Treatment of hairy cell leukemia
Published in Expert Review of Hematology, 2020
Dai Chihara, Robert J. Kreitman
The definition of CR includes absence of morphologic evidence of HCL in both blood and bone marrow aspirate and biopsy, and near normalization of peripheral blood counts without transfusion or growth factors for at least 4 weeks: hemoglobin > 11–12 g/dL, platelets > 100/nL, and absolute neutrophil count > 1.5/nL [6,16]. Patients in CR should have regression of splenomegaly by physical exam, although incomplete regression and even residual hypersplenism can persist despite CR [29]. This may be due to residual enlargement of non-hematologic structural components of the spleen which takes longer to resolve.
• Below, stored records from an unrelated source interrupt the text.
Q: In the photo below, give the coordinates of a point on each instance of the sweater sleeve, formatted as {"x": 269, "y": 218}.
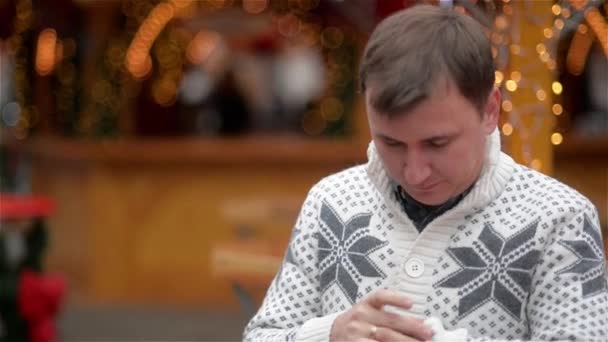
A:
{"x": 292, "y": 308}
{"x": 569, "y": 294}
{"x": 568, "y": 300}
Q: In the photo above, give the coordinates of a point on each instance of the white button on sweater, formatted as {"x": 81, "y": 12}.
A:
{"x": 519, "y": 257}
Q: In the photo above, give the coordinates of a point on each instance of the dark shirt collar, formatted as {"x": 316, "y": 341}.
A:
{"x": 422, "y": 214}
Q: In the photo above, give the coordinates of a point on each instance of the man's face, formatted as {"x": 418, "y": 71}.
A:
{"x": 436, "y": 150}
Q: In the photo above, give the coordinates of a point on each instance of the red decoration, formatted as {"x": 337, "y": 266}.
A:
{"x": 38, "y": 300}
{"x": 15, "y": 207}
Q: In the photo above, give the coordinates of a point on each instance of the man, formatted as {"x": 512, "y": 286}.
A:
{"x": 439, "y": 223}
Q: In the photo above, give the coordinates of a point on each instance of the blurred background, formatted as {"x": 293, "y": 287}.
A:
{"x": 161, "y": 149}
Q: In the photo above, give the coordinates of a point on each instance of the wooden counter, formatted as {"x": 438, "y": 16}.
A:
{"x": 136, "y": 220}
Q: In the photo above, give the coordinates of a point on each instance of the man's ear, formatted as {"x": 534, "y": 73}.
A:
{"x": 491, "y": 111}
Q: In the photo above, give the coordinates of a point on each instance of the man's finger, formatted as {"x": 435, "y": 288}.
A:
{"x": 381, "y": 298}
{"x": 411, "y": 327}
{"x": 387, "y": 334}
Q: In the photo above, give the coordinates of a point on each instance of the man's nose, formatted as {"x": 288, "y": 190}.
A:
{"x": 416, "y": 170}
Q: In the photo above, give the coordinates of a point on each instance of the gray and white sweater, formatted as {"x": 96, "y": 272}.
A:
{"x": 520, "y": 257}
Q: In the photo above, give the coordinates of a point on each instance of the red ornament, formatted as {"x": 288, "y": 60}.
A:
{"x": 16, "y": 207}
{"x": 38, "y": 300}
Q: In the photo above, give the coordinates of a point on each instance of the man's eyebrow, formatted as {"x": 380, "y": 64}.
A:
{"x": 386, "y": 137}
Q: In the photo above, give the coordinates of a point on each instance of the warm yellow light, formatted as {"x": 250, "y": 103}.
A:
{"x": 137, "y": 56}
{"x": 541, "y": 95}
{"x": 557, "y": 109}
{"x": 515, "y": 49}
{"x": 541, "y": 48}
{"x": 46, "y": 51}
{"x": 498, "y": 77}
{"x": 545, "y": 57}
{"x": 507, "y": 129}
{"x": 556, "y": 138}
{"x": 501, "y": 22}
{"x": 557, "y": 88}
{"x": 511, "y": 85}
{"x": 536, "y": 164}
{"x": 202, "y": 46}
{"x": 556, "y": 9}
{"x": 516, "y": 76}
{"x": 582, "y": 29}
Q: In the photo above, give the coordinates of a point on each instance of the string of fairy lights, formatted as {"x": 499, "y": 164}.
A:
{"x": 585, "y": 19}
{"x": 151, "y": 44}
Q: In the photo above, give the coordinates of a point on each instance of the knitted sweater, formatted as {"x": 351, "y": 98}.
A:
{"x": 520, "y": 257}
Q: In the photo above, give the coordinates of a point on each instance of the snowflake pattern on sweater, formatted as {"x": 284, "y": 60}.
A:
{"x": 520, "y": 257}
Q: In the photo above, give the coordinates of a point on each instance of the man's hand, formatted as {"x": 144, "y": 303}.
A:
{"x": 367, "y": 321}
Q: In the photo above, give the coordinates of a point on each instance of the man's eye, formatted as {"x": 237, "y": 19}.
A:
{"x": 392, "y": 143}
{"x": 437, "y": 144}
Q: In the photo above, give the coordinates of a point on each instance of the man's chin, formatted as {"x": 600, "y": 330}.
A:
{"x": 430, "y": 199}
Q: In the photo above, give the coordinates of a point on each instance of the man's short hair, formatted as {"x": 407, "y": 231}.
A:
{"x": 413, "y": 50}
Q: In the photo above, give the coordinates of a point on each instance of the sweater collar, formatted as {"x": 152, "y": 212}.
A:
{"x": 495, "y": 173}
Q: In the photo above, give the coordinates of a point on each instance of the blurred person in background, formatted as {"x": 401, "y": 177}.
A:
{"x": 440, "y": 235}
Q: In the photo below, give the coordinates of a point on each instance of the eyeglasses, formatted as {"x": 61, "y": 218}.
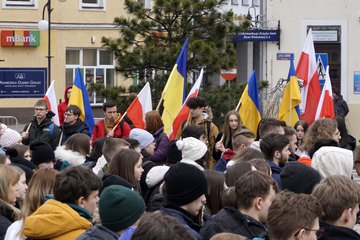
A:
{"x": 319, "y": 232}
{"x": 40, "y": 109}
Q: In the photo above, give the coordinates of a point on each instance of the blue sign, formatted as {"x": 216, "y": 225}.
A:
{"x": 258, "y": 36}
{"x": 284, "y": 56}
{"x": 22, "y": 82}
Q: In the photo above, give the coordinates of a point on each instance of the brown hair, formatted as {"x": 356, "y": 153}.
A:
{"x": 157, "y": 226}
{"x": 215, "y": 181}
{"x": 41, "y": 184}
{"x": 336, "y": 194}
{"x": 235, "y": 171}
{"x": 290, "y": 212}
{"x": 78, "y": 142}
{"x": 251, "y": 185}
{"x": 228, "y": 131}
{"x": 75, "y": 182}
{"x": 321, "y": 129}
{"x": 243, "y": 136}
{"x": 123, "y": 163}
{"x": 111, "y": 145}
{"x": 153, "y": 121}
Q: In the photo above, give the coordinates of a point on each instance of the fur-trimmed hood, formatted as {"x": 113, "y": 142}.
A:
{"x": 74, "y": 158}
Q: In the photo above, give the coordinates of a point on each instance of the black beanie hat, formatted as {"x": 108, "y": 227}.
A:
{"x": 41, "y": 152}
{"x": 299, "y": 178}
{"x": 184, "y": 183}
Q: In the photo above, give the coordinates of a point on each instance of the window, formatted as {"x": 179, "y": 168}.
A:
{"x": 245, "y": 3}
{"x": 92, "y": 4}
{"x": 20, "y": 4}
{"x": 256, "y": 3}
{"x": 96, "y": 66}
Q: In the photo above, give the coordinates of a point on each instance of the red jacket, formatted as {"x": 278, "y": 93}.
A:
{"x": 121, "y": 131}
{"x": 62, "y": 106}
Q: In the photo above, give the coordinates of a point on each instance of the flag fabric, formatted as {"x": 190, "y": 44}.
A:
{"x": 306, "y": 71}
{"x": 250, "y": 104}
{"x": 175, "y": 90}
{"x": 80, "y": 98}
{"x": 326, "y": 104}
{"x": 185, "y": 110}
{"x": 291, "y": 98}
{"x": 50, "y": 97}
{"x": 139, "y": 107}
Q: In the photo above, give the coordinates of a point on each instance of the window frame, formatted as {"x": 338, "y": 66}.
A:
{"x": 23, "y": 4}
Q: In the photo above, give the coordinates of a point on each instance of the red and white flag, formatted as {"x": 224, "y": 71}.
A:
{"x": 185, "y": 111}
{"x": 139, "y": 107}
{"x": 326, "y": 104}
{"x": 50, "y": 97}
{"x": 306, "y": 71}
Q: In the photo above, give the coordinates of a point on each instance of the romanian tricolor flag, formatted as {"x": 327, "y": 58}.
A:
{"x": 80, "y": 98}
{"x": 250, "y": 104}
{"x": 289, "y": 108}
{"x": 185, "y": 110}
{"x": 175, "y": 90}
{"x": 139, "y": 107}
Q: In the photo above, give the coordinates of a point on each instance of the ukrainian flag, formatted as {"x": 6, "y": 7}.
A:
{"x": 80, "y": 98}
{"x": 174, "y": 92}
{"x": 250, "y": 104}
{"x": 289, "y": 108}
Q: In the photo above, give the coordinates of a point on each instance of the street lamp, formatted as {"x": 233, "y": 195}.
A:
{"x": 44, "y": 25}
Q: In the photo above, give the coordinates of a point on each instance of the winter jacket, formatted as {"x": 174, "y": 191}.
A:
{"x": 56, "y": 220}
{"x": 332, "y": 232}
{"x": 160, "y": 152}
{"x": 122, "y": 130}
{"x": 217, "y": 154}
{"x": 276, "y": 170}
{"x": 78, "y": 127}
{"x": 341, "y": 107}
{"x": 62, "y": 106}
{"x": 42, "y": 131}
{"x": 221, "y": 164}
{"x": 231, "y": 220}
{"x": 73, "y": 158}
{"x": 98, "y": 233}
{"x": 183, "y": 218}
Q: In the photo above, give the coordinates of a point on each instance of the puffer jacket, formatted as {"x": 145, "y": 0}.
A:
{"x": 55, "y": 221}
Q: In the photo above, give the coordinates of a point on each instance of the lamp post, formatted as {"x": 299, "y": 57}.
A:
{"x": 46, "y": 25}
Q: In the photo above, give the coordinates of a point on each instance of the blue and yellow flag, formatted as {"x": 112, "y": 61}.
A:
{"x": 289, "y": 108}
{"x": 250, "y": 104}
{"x": 80, "y": 98}
{"x": 174, "y": 92}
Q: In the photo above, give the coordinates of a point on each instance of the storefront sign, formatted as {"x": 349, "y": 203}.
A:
{"x": 19, "y": 38}
{"x": 22, "y": 82}
{"x": 258, "y": 36}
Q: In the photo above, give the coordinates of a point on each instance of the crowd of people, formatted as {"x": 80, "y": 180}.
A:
{"x": 282, "y": 182}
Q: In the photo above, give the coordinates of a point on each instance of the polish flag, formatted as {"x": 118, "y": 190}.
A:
{"x": 185, "y": 111}
{"x": 306, "y": 72}
{"x": 139, "y": 107}
{"x": 50, "y": 97}
{"x": 326, "y": 104}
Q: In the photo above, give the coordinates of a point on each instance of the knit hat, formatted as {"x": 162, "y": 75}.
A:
{"x": 173, "y": 154}
{"x": 120, "y": 207}
{"x": 41, "y": 152}
{"x": 155, "y": 175}
{"x": 9, "y": 137}
{"x": 184, "y": 183}
{"x": 331, "y": 161}
{"x": 299, "y": 178}
{"x": 192, "y": 149}
{"x": 144, "y": 137}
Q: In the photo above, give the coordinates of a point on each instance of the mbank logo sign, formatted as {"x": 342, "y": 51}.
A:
{"x": 18, "y": 38}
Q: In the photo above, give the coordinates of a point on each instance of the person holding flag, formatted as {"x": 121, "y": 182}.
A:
{"x": 112, "y": 125}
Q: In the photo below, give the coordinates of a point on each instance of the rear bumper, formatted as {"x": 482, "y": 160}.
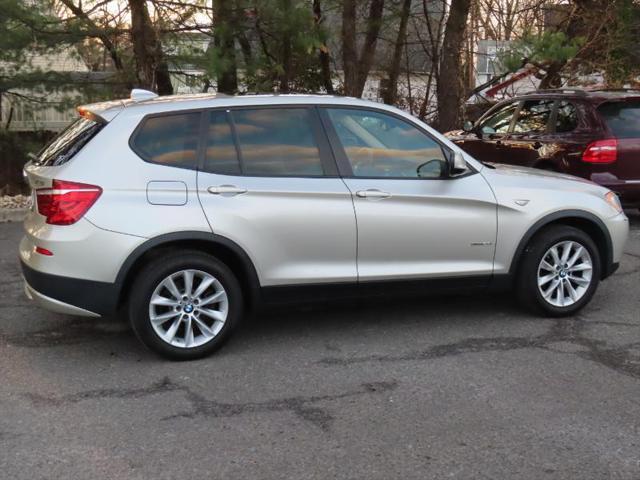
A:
{"x": 72, "y": 296}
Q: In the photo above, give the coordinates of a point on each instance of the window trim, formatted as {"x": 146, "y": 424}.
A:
{"x": 327, "y": 159}
{"x": 344, "y": 165}
{"x": 553, "y": 125}
{"x": 146, "y": 118}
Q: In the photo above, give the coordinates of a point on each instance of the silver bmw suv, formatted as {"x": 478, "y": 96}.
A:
{"x": 186, "y": 211}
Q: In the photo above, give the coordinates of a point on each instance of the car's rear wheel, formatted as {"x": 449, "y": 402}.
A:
{"x": 559, "y": 272}
{"x": 185, "y": 306}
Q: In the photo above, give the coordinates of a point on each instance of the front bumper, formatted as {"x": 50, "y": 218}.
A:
{"x": 72, "y": 296}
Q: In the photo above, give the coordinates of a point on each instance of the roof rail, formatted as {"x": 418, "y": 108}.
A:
{"x": 630, "y": 89}
{"x": 139, "y": 94}
{"x": 576, "y": 91}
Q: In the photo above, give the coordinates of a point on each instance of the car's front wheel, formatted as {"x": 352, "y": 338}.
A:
{"x": 559, "y": 272}
{"x": 185, "y": 306}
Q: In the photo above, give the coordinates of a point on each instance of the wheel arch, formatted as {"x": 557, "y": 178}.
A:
{"x": 585, "y": 221}
{"x": 225, "y": 250}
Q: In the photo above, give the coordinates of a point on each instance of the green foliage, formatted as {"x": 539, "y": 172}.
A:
{"x": 282, "y": 36}
{"x": 623, "y": 60}
{"x": 544, "y": 49}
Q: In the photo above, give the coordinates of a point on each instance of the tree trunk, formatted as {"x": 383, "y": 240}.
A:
{"x": 324, "y": 56}
{"x": 285, "y": 76}
{"x": 152, "y": 71}
{"x": 224, "y": 42}
{"x": 450, "y": 89}
{"x": 349, "y": 47}
{"x": 390, "y": 94}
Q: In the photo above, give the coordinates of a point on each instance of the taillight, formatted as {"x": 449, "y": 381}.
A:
{"x": 601, "y": 151}
{"x": 66, "y": 202}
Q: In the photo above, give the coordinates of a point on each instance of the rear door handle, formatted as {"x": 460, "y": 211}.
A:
{"x": 372, "y": 193}
{"x": 227, "y": 190}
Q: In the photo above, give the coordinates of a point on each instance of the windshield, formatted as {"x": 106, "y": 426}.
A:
{"x": 622, "y": 118}
{"x": 68, "y": 143}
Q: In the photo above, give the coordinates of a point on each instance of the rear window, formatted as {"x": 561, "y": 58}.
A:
{"x": 622, "y": 118}
{"x": 170, "y": 140}
{"x": 62, "y": 148}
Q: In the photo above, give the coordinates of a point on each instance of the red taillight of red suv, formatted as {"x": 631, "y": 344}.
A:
{"x": 601, "y": 151}
{"x": 66, "y": 202}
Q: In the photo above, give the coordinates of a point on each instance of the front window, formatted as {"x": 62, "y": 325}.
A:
{"x": 380, "y": 145}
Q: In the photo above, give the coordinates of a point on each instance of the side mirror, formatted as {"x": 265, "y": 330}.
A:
{"x": 457, "y": 165}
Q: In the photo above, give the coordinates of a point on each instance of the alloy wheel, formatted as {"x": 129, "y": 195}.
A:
{"x": 188, "y": 308}
{"x": 565, "y": 273}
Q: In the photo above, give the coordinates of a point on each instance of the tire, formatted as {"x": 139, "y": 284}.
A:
{"x": 210, "y": 324}
{"x": 574, "y": 286}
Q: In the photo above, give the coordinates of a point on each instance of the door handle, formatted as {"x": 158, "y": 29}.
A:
{"x": 228, "y": 190}
{"x": 372, "y": 193}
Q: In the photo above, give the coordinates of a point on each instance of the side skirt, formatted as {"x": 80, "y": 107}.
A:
{"x": 283, "y": 294}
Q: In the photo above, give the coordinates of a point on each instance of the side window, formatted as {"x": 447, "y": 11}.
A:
{"x": 499, "y": 121}
{"x": 380, "y": 145}
{"x": 567, "y": 119}
{"x": 220, "y": 154}
{"x": 277, "y": 142}
{"x": 534, "y": 116}
{"x": 169, "y": 139}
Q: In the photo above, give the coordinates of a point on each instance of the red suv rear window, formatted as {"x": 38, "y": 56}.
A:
{"x": 622, "y": 118}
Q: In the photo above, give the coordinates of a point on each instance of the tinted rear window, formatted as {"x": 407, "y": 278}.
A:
{"x": 62, "y": 148}
{"x": 622, "y": 118}
{"x": 169, "y": 139}
{"x": 277, "y": 142}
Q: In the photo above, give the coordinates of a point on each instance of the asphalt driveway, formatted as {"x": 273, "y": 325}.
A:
{"x": 456, "y": 387}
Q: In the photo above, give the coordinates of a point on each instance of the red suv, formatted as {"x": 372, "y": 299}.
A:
{"x": 589, "y": 134}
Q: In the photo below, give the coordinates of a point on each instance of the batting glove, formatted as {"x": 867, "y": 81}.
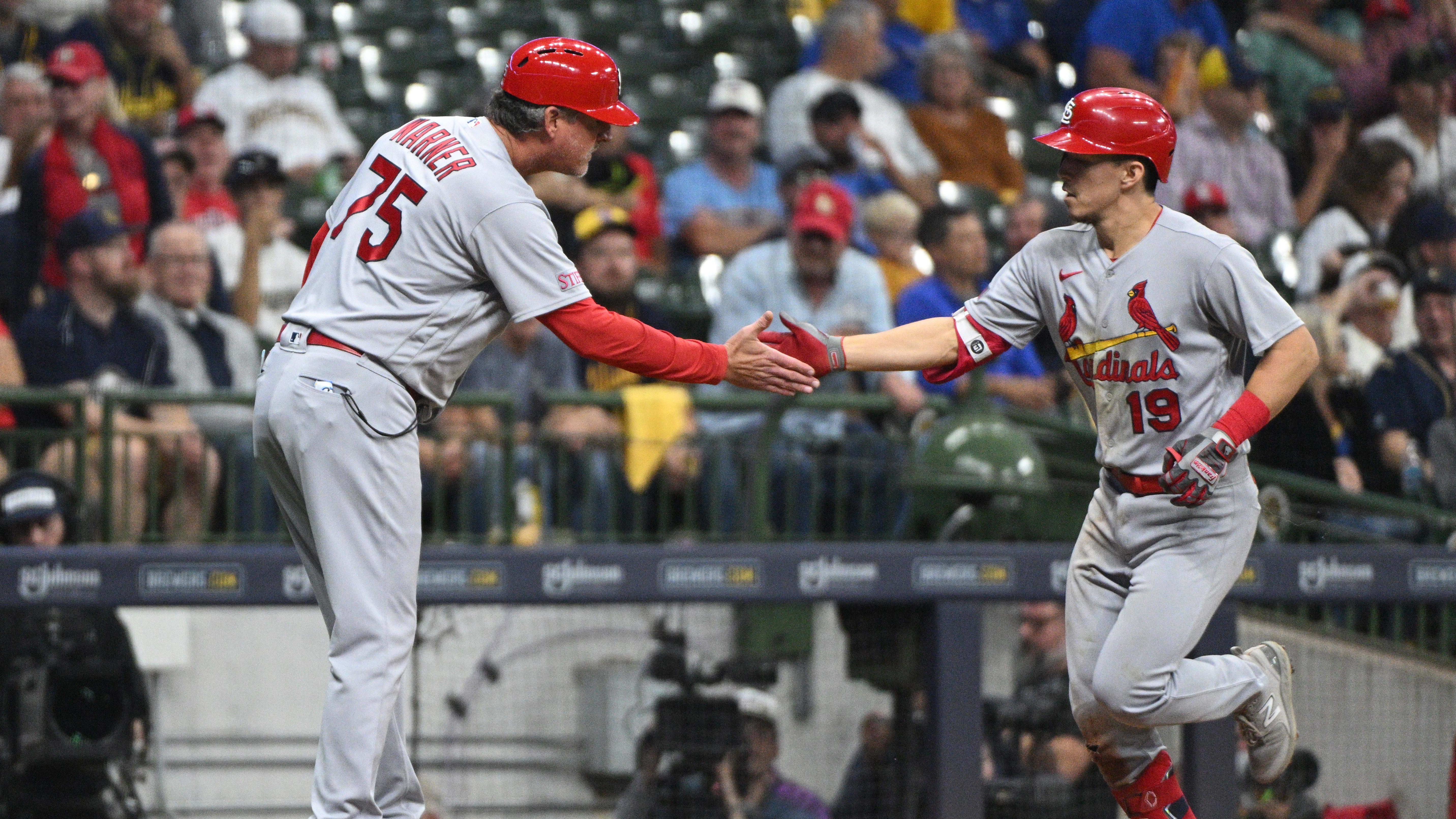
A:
{"x": 1193, "y": 467}
{"x": 809, "y": 344}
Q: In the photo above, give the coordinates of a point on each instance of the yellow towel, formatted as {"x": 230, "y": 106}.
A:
{"x": 931, "y": 17}
{"x": 656, "y": 416}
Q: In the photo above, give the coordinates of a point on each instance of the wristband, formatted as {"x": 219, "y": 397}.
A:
{"x": 1244, "y": 419}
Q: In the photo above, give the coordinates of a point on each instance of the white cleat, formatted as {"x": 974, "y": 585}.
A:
{"x": 1267, "y": 721}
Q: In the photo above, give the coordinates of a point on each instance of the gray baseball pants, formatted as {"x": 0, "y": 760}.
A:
{"x": 352, "y": 503}
{"x": 1145, "y": 579}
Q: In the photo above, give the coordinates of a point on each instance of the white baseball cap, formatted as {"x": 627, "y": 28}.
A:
{"x": 736, "y": 95}
{"x": 273, "y": 21}
{"x": 753, "y": 703}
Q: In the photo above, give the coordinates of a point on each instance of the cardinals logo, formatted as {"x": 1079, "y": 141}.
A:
{"x": 1142, "y": 312}
{"x": 1082, "y": 355}
{"x": 1068, "y": 324}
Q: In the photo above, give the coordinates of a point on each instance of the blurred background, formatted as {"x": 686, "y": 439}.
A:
{"x": 166, "y": 164}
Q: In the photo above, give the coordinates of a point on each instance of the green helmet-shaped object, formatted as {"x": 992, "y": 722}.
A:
{"x": 978, "y": 452}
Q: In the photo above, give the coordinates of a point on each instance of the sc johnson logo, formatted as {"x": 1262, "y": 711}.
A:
{"x": 932, "y": 573}
{"x": 464, "y": 578}
{"x": 1328, "y": 575}
{"x": 825, "y": 575}
{"x": 567, "y": 576}
{"x": 191, "y": 579}
{"x": 710, "y": 575}
{"x": 54, "y": 582}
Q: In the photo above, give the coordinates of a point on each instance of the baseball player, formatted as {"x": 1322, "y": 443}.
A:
{"x": 429, "y": 253}
{"x": 1154, "y": 314}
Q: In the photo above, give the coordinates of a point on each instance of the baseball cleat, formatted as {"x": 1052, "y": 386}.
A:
{"x": 1267, "y": 721}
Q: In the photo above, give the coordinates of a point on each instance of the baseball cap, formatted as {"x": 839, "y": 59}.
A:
{"x": 30, "y": 496}
{"x": 88, "y": 229}
{"x": 75, "y": 63}
{"x": 254, "y": 168}
{"x": 273, "y": 21}
{"x": 761, "y": 704}
{"x": 190, "y": 117}
{"x": 1435, "y": 280}
{"x": 736, "y": 95}
{"x": 1419, "y": 63}
{"x": 1378, "y": 9}
{"x": 1205, "y": 197}
{"x": 592, "y": 222}
{"x": 823, "y": 207}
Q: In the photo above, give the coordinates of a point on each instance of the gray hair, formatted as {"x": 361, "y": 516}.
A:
{"x": 518, "y": 116}
{"x": 24, "y": 73}
{"x": 845, "y": 18}
{"x": 948, "y": 46}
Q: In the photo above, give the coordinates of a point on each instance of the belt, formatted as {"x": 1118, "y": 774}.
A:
{"x": 1138, "y": 486}
{"x": 320, "y": 340}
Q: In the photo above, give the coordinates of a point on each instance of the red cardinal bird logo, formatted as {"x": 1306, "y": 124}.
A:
{"x": 1068, "y": 324}
{"x": 1142, "y": 312}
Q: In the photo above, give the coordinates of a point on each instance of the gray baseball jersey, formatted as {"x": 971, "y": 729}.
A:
{"x": 1157, "y": 343}
{"x": 1155, "y": 340}
{"x": 434, "y": 246}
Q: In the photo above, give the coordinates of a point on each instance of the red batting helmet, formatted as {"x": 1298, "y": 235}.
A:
{"x": 558, "y": 71}
{"x": 1116, "y": 122}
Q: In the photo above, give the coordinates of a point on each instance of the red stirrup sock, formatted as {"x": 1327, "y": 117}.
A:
{"x": 1157, "y": 793}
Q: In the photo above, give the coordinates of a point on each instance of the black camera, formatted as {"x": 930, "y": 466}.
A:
{"x": 694, "y": 731}
{"x": 69, "y": 697}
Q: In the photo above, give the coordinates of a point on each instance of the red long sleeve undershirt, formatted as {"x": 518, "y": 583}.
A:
{"x": 622, "y": 342}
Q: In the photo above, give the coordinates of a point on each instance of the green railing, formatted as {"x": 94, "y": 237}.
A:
{"x": 755, "y": 476}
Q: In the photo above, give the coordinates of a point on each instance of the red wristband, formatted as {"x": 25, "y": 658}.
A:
{"x": 622, "y": 342}
{"x": 1244, "y": 419}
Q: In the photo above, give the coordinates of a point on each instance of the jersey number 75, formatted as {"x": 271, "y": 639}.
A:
{"x": 388, "y": 210}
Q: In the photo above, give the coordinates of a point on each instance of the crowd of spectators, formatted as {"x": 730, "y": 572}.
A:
{"x": 878, "y": 184}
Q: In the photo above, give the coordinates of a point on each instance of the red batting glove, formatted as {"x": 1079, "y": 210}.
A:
{"x": 809, "y": 344}
{"x": 1193, "y": 467}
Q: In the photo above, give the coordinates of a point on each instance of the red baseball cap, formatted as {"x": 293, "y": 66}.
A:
{"x": 76, "y": 62}
{"x": 1376, "y": 9}
{"x": 1205, "y": 197}
{"x": 558, "y": 71}
{"x": 823, "y": 207}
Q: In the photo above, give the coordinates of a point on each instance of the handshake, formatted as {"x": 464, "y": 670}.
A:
{"x": 782, "y": 362}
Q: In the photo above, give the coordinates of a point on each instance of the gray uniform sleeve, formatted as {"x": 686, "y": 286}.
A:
{"x": 1242, "y": 302}
{"x": 743, "y": 299}
{"x": 516, "y": 247}
{"x": 1010, "y": 307}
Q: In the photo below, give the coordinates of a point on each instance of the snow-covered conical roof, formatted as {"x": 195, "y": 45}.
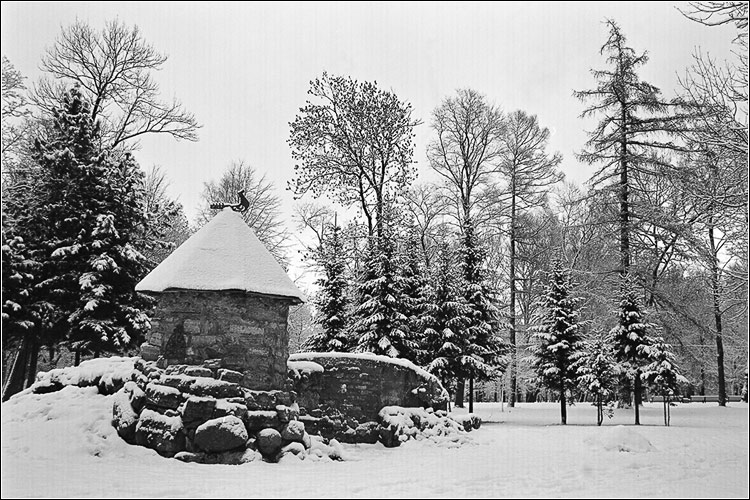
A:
{"x": 224, "y": 254}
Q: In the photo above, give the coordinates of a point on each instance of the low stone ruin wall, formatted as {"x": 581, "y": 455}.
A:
{"x": 360, "y": 385}
{"x": 197, "y": 414}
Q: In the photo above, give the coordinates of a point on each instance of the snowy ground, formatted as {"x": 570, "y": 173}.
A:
{"x": 62, "y": 445}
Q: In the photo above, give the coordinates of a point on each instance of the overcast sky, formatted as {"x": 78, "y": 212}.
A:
{"x": 244, "y": 68}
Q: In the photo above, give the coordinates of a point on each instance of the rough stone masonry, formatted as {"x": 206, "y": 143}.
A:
{"x": 239, "y": 331}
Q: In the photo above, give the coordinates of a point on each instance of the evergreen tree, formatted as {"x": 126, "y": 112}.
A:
{"x": 444, "y": 319}
{"x": 558, "y": 334}
{"x": 662, "y": 374}
{"x": 598, "y": 372}
{"x": 331, "y": 300}
{"x": 481, "y": 348}
{"x": 380, "y": 326}
{"x": 77, "y": 225}
{"x": 630, "y": 337}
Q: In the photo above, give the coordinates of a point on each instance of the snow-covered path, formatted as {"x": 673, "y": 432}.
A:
{"x": 62, "y": 444}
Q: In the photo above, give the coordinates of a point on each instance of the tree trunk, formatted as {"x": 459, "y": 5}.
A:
{"x": 18, "y": 373}
{"x": 471, "y": 394}
{"x": 716, "y": 292}
{"x": 33, "y": 360}
{"x": 563, "y": 406}
{"x": 636, "y": 395}
{"x": 460, "y": 393}
{"x": 624, "y": 203}
{"x": 512, "y": 306}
In Partial remission (PR) but not CR, patients may have residual disease in the bone marrow by hematoxylin and eosin (H/E) stain [6,16,30]. PR by the consensus guidelines requires near normalization of the blood count as required by CR criteria and at least 50% reduction in organomegaly and bone marrow HCL infiltration [6,31]. Several protocols besides ours accepted >50% improvement in cytopenias as sufficient for PR [16,32,33], and in these protocols resolution of cytopenias to CR criteria qualified as a ‘good PR’ [32] or hematologic remission (HR) [34–37]. Our protocols have avoided the PR requirement for >50% improvement bone marrow infiltration due to the heterogeneity of marrow infiltration in multiply relapsed HCL. Also, we try to delay post-treatment bone marrow procedures until patients meet all other criteria to confirm CR. Also, for PR, we and others required 50% or greater reduction in circulating HCL cells [14,16,38], and we do not rely on physical exam to assess splenomegaly due to lack of accuracy and objectivity. Morphologic relapse includes leukemic cells in peripheral blood and/or bone marrow biopsy by morphologic stains, while hematologic relapse involves reappearance of cytopenias. Treatment is generally considered necessary for hematologic but not morphologic relapse, due to the long period of time which usually occurs between morphologic and hematologic relapse.